Neoadjuvant 5-FU or Capecitabine Plus Radiation With or Without Oxaliplatin in Rectal Cancer Patients: A Phase III Randomized Clinical Trial

Mené sur 1 608 patients atteints d'un cancer rectal de stade II ou III et ayant reçu une radiothérapie pré-opératoire, cet essai randomisé de phase III évalue, du point de vue du taux de contrôle locorégional de la tumeur à 3 ans et des taux de survie sans maladie ou de survie globale à 5 ans, la possibilité de remplacer l'administration orale de capécitabine par une perfusion continue de 5-fluorouracile dans le cadre d'une chimiothérapie néoadjuvante en combinaison ou non avec l'oxaliplatine

Background : National Surgical Adjuvant Breast and Bowel Project R-04 was designed to determine whether the oral fluoropyrimidine capecitabine could be substituted for continuous infusion 5-FU in the curative setting of stage II/III rectal cancer during neoadjuvant radiation therapy and whether the addition of oxaliplatin could further enhance the activity of fluoropyrimidine-sensitized radiation. Methods : Patients with clinical stage II or III rectal cancer undergoing preoperative radiation were randomly assigned to one of four chemotherapy regimens in a 2x2 design: CVI 5-FU or oral capecitabine with or without oxaliplatin. The primary endpoint was local-regional tumor control. Time-to-event endpoint distributions were estimated using the Kaplan-Meier method. Hazard ratios were estimated from Cox proportional hazard models. All statistical tests were two-sided. Results : Among 1608 randomized patients there were no statistically significant differences between regimens using 5-FU vs capecitabine in three-year local-regional tumor event rates (11.2% vs 11.8%), 5-year DFS (66.4% vs 67.7%), or 5-year OS (79.9% vs 80.8%); or for oxaliplatin vs no oxaliplatin for the three endpoints of local-regional events, DFS, and OS (11.2% vs 12.1%, 69.2% vs 64.2%, and 81.3% vs 79.0%).
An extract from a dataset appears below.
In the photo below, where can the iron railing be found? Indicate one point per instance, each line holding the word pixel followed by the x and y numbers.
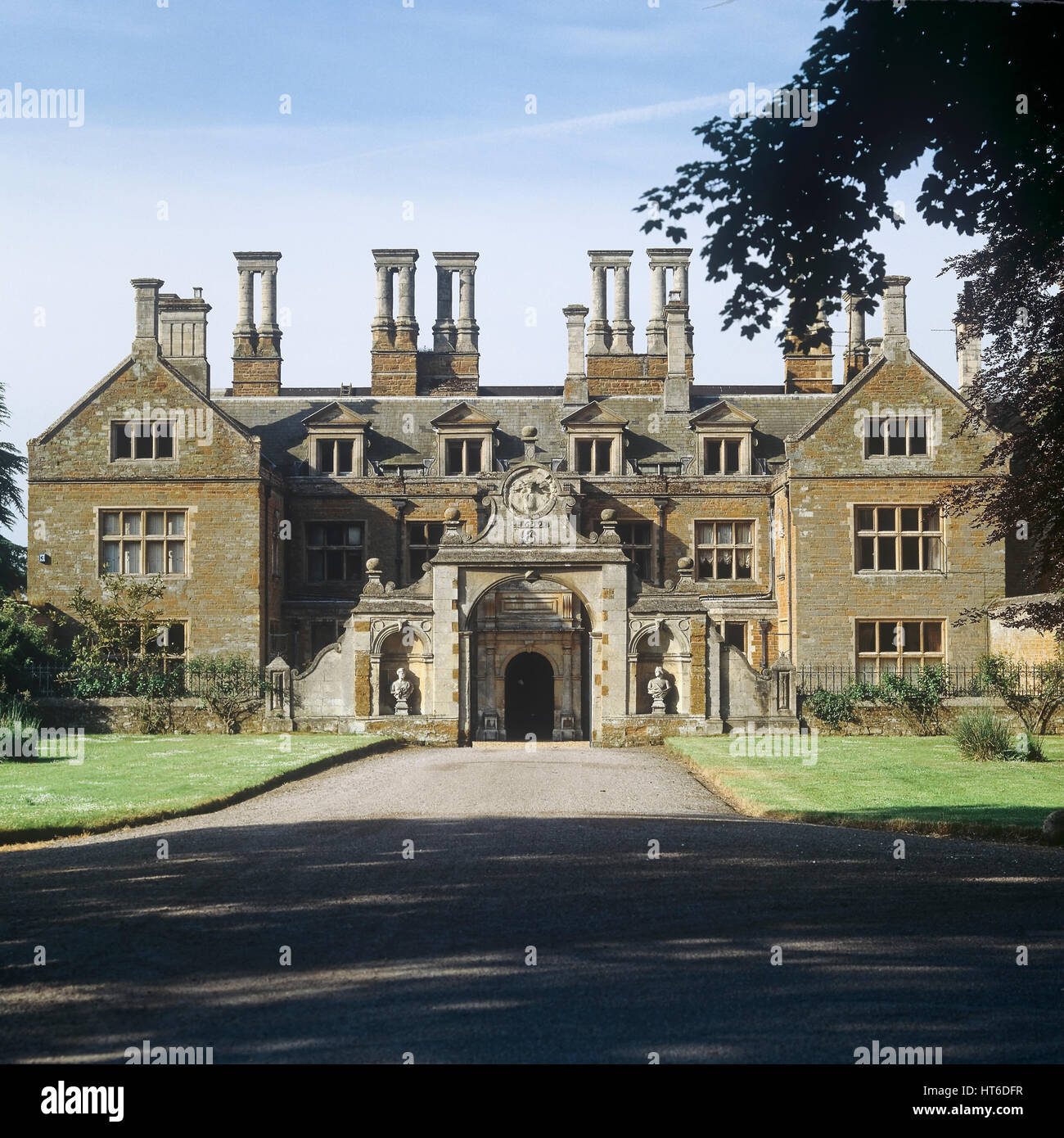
pixel 961 679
The addition of oxaliplatin was associated with statistically significantly more overall and grade 3–4 diarrhea (P < .0001). Three-year rates of local-regional recurrence among patients who underwent R0 resection ranged from 3.1 to 5.1% depending on the study arm. Conclusions : Continuous infusion 5-FU produced outcomes for local-regional control, DFS, and OS similar to those obtained with oral capecitabine combined with radiation. This study establishes capecitabine as a standard of care in the pre-operative rectal setting. Oxaliplatin did not improve the local-regional failure rate, DFS, or OS for any patient risk group but did add considerable toxicity.